Israel fue exonerado

El informe de la comisión que estudió la interceptación de la ‘Flotilla de la Libertad’, ocurrida en mayo de 2010, desató una crisis diplomática entre el Estado judío y Turquía.

Israel tiene derecho a proteger a sus ciudadanos y soldados de las amenazas a la seguridad, sin embargo su uso de la fuerza fue excesivo. El Estado judío actúa en legalidad al imponer un bloqueo naval a la Franja de Gaza, pues por vía marítima podrían entrar las armas que grupos palestinos podrían accionar en contra de Israel.

Estas son básicamente las conclusiones del informe presentado por la comisión de la ONU dedicada a resolver el conflicto diplomático entre Israel y Turquía, derivado del incidente con la Flotilla de la Libertad que, el 31 de mayo de 2010, cuando transportaba ayuda humanitaria a Gaza, fue interceptada en aguas internacionales por tropas israelíes, con un saldo de nueve activistas turcos muertos. No toda la tripulación se mostró reacia al registro, pero un grupo de personas habría tratado de atacar a los soldados con puñales, tubos, cadenas y palos.

El informe de la comisión, que tenía como presidente a Sir Geoffrey Palmer, exprimer ministro de Nueva Zelanda, y al exmandatario colombiano Álvaro Uribe como vicepresidente, también sugería a Israel que expresara su lamento por la pérdida de vidas y compensara económicamente a las familias de los fallecidos. No obstante, aunque el Gobierno israelí aceptó el informe con algunas reservas, accedió a estas peticiones, pero se negó a ofrecer excusas a Turquía.

El Gobierno turco, que desconoció el informe, decidió entonces reducir al mínimo sus relaciones diplomáticas con Israel y dio al embajador israelí en Ankara, Gaby Levy, un plazo que se extenderá hasta el próximo miércoles para abandonar el país. “Turquía es un país poderoso y mostrará que no sólo es capaz de defenderse a sí mismo, sino que también hace todo lo posible por defender los derechos de los oprimidos de todo el mundo”, aseguró el presidente turco Abdulá Gül.

El analista Marcos Peckel considera que, al distanciarse, ambos países perderán, después de una larga tradición de intercambios económicos y militares.

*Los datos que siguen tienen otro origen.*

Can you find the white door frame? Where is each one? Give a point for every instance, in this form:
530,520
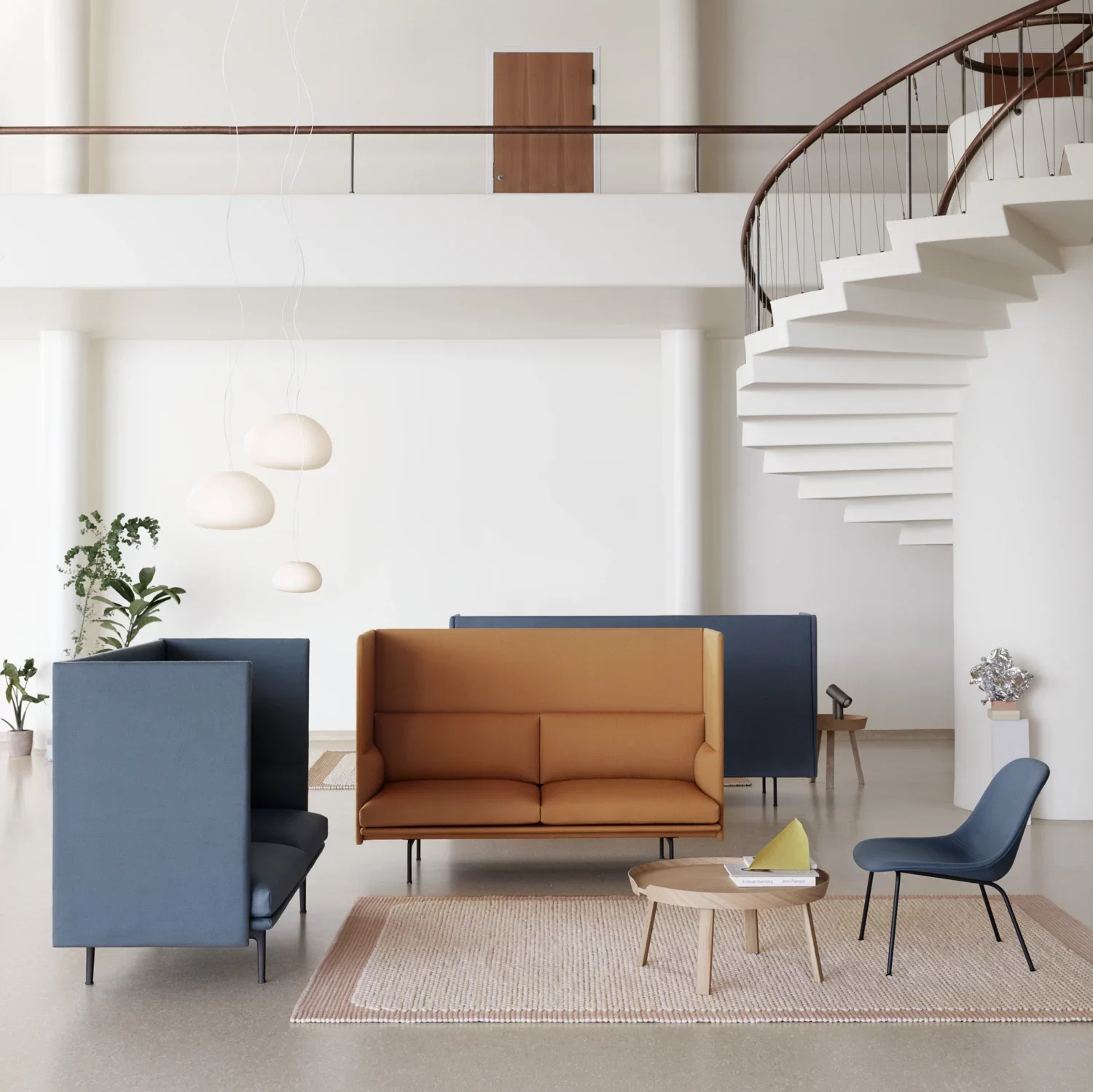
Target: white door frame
596,100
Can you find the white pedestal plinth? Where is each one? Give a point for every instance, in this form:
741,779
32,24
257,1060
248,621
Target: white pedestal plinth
1009,740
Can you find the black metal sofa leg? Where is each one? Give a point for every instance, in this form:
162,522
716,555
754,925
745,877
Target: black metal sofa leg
990,913
260,940
896,908
1016,928
865,910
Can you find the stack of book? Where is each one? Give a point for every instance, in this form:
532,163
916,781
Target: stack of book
743,876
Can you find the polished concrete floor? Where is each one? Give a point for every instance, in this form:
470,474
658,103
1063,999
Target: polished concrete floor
184,1019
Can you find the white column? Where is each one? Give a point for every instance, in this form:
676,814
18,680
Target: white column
63,365
67,66
1023,527
681,353
679,92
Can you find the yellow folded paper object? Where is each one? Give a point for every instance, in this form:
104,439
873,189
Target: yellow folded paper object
787,849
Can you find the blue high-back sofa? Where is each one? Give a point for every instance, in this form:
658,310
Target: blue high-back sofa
181,794
769,681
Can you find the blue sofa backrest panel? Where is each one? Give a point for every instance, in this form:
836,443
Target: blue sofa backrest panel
769,681
278,710
151,801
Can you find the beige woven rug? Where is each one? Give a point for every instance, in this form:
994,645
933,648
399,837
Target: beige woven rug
338,770
422,959
334,770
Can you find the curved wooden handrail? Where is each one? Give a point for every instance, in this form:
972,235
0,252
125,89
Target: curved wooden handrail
1045,72
1009,22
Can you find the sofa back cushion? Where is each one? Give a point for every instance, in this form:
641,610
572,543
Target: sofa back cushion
447,746
531,670
575,746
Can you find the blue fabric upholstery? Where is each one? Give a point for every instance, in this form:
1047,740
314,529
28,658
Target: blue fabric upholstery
305,830
769,681
985,845
161,753
275,871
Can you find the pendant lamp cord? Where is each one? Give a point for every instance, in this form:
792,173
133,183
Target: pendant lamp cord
233,353
290,307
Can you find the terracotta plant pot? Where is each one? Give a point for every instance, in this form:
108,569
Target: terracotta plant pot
20,744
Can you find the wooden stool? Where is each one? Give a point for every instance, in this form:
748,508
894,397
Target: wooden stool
850,723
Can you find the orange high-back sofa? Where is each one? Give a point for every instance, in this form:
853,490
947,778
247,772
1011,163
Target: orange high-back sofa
481,734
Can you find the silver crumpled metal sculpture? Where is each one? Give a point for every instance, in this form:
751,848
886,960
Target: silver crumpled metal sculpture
999,678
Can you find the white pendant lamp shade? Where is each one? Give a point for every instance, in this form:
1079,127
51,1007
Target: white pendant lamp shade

Al mismo tiempo cree que “lo más significativo del informe es que se valida la tesis de la legalidad que sostiene Israel y sobre la que sustenta el bloqueo a Gaza”.

De otro lado, Víctor de Currea-Lugo, experto en Oriente Medio, cree que la comisión y su respectivo informe no tienen potestad para decir qué es y qué no es legal en aguas internacionales, donde no existe jurisdicción de ninguna nación: “El Consejo de Seguridad de Naciones Unidas viene pronunciándose en contra de la ocupación desde 1967, asegurando que es ilegal. Que la comisión ahora diga lo que dice en el informe es como si un juez de pueblo tuviera la potestad de anular un fallo de la Corte Constitucional”.

Algunas naciones europeas, como España, se pronunciaron al respecto y pidieron a Israel y Turquía arreglar sus diferencias tan pronto como les sea posible. Las declaraciones de Gül hacen pensar que en este momento Turquía está con Palestina. Desde ya se anuncia un recurso ante la Corte Internacional de Justicia de La Haya.